A expressão de desespero estampada em seu rosto com aquela declaração era simplesmente dilacerante.

- Mas, por quê? – insistia desarvorado – Por quê? Você havia jurado amor eterno! E a nossa história? Tudo que vivemos juntos? Como você pode querer jogar tudo para o alto desta forma, Lara?

- Está além das minhas forças deixar para trás quem me é tão caro para estar ao seu lado – tornou ela por fim, sem conseguir fitá-lo.

Magnus segurou-a pelos ombros e obrigou-a a olhá-lo nos olhos.

- Olhe para mim, Lara! Diga olhando em meus olhos que deseja realmente fazer isto!

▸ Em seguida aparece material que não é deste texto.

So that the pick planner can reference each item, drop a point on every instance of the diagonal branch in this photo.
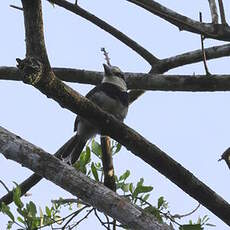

Os olhos da moça se nublaram de lágrimas.

- Magnus, por favor... Não torne as coisas ainda mais difíceis – rogou soluçante – Eu não posso mais! Eu não posso deixar minha família para trás! É um sacrifício alto demais! Eu jamais conseguiria ser feliz com você se fizesse isto! A única razão para que eu ainda consiga amá-lo é porque posso ter ambos, você e eles...

- Uma família que te explora! Que te enxerga apenas como mais um par de braços para sustentá-los e levá-los nas costas! Eu estou farto disso, Lara! Há quanto tempo estamos juntos? Quantas vezes pudemos ter um tempo só nosso, um lugar só nosso, sem que os teus malditos parentes se interpusessem como uma sombra agourenta nos roubando a paz? Pouquíssimas vezes! A única coisa que quero é que sejamos livres de tudo isto. Você merece mais, uma vida melhor e digna. Eu não posso suportar o parasitismo dessa gente a vampirizar o amor da minha vida! – explodiu ele.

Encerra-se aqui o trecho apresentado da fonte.